The system then provides the user with a set of prompts related to the test results. These include nutrition tips for fertility support or sports performance, recommendations to boost vitamin D levels with short walks in the sunshine, advice for inflammation management, and more.

Monitoring medication adherence

Monitoring medication adherence

Poor medication adherence remains one of the roadblocks on the way to improving health outcomes in patients with conditions that require regular medicine intake. Due to various reasons, patients can skip one or more doses, and providers won’t know or be able to intervene.

To assist healthcare organizations in monitoring medication adherence, Proteus created Proteus Discover. An ingestible sensor, it is complemented with a wearable sensor patch, a mobile app, and a provider portal.

To start the tracking process, a patient swallows a pill with the sensor inside. The sensor is made of copper, magnesium, and silicon—all human body-friendly elements. The pill then disintegrates in the stomach, leaving the sensor intact. It gets activated by gastric fluids and starts emitting the signal to the patch on the patient’s body.

The patch recognizes the signal and validates that the pill was taken, visualizing it on the app. The other role of the patch is to measure the patient’s rest, activity, steps, and heart rate to identify patterns and correlations and create a picture of the patient’s health. This data gets shared with providers via a dedicated portal, and the sensor then leaves the patient’s body in a natural way.

Enabling contact-free fertility predictions

Contact-free fertility predictions

While there are hundreds of cycle-tracking mobile applications that claim to predict ovulation and fertility windows, some women need a more advanced approach to family planning. This is where EarlySense’s Percept can come in handy.

Percept is a sensor that is put under a mattress, where it identifies three types of motions while the user sleeps: general body motions, breathing, and heartbeats. The original algorithm then processes this data, differentiating signals, and defining unique ovulation-related patterns. These patterns allow Percept to pinpoint the next period and ovulation dates as well as a 6-day fertility window.

Due to machine learning, the algorithm gets smarter over time and improves prediction accuracy from cycle to cycle.

The diagnostic IoT area is expanding, but not without challenges

Despite an ever-widening adoption of IoT in healthcare, there are multiple challenges along the way. While there is an array of possibilities that the internet of medical things will open up in a decade or two, we shouldn’t expect a quick clinical adoption yet.

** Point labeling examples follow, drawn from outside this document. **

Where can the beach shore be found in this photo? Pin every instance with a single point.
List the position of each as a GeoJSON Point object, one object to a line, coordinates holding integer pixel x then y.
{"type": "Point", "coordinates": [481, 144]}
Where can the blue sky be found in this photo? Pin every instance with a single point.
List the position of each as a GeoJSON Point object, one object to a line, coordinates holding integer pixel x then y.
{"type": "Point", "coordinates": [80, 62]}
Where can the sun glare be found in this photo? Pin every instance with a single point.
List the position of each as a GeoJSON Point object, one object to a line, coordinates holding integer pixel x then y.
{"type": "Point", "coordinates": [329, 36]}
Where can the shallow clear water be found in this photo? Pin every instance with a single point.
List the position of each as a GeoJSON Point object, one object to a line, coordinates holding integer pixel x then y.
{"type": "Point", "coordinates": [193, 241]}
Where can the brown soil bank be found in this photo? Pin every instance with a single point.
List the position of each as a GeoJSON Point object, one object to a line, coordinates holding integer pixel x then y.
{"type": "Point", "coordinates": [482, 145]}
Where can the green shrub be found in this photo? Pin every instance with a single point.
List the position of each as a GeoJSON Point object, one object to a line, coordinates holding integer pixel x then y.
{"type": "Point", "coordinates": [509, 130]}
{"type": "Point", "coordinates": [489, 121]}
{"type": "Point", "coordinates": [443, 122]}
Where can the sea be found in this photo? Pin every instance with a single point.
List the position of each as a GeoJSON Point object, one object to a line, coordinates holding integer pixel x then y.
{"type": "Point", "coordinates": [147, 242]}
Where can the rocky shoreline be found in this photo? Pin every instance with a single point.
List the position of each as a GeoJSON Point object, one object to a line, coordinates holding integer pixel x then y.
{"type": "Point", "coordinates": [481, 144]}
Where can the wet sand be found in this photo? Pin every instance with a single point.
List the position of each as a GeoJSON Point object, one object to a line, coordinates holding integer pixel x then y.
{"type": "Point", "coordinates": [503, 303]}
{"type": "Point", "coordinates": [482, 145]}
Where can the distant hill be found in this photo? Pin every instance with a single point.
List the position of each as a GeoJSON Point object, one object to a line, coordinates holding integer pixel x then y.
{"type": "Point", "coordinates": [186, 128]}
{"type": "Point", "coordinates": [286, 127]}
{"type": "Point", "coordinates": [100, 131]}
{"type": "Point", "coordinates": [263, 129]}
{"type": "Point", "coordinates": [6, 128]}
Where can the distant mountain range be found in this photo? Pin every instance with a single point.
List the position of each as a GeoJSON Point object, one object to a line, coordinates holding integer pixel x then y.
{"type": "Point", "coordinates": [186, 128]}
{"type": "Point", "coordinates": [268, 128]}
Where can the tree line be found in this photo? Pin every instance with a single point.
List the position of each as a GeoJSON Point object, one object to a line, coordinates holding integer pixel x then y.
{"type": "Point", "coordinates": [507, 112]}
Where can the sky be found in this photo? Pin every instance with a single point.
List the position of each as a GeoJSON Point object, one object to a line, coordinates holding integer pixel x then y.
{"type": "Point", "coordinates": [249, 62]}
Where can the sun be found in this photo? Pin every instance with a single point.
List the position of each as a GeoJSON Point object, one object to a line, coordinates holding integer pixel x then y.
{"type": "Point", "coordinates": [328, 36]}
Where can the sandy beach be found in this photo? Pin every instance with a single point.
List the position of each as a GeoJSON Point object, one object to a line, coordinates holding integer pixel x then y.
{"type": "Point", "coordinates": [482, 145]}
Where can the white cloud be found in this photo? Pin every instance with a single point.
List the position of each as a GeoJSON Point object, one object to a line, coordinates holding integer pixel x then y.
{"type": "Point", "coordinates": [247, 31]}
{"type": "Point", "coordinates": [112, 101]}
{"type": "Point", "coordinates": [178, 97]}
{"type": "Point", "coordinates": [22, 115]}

Many questions will inevitably arise:

  • How will IoT devices defend protected health information and ensure HIPAA compliance?
  • How will the diagnostic data be synchronized with electronic health records?
  • If the data won’t get to electronic health record systems directly, where should it be stored for the providers to access it?
  • Will some of these devices get insurance coverage?
  • How about diagnostic IoT reimbursement?

While these questions shouldn’t hinder innovations, vendors need to think through their strategies if they want to get widespread clinical application. With providers’ support, the industry will move faster to embed patches, implants, ingestible sensors, and wearables, a typical application of AI in sports. Hopefully, it can get to the point where each patient will have the ability to access painless, continuous and non-invasive diagnostic solutions.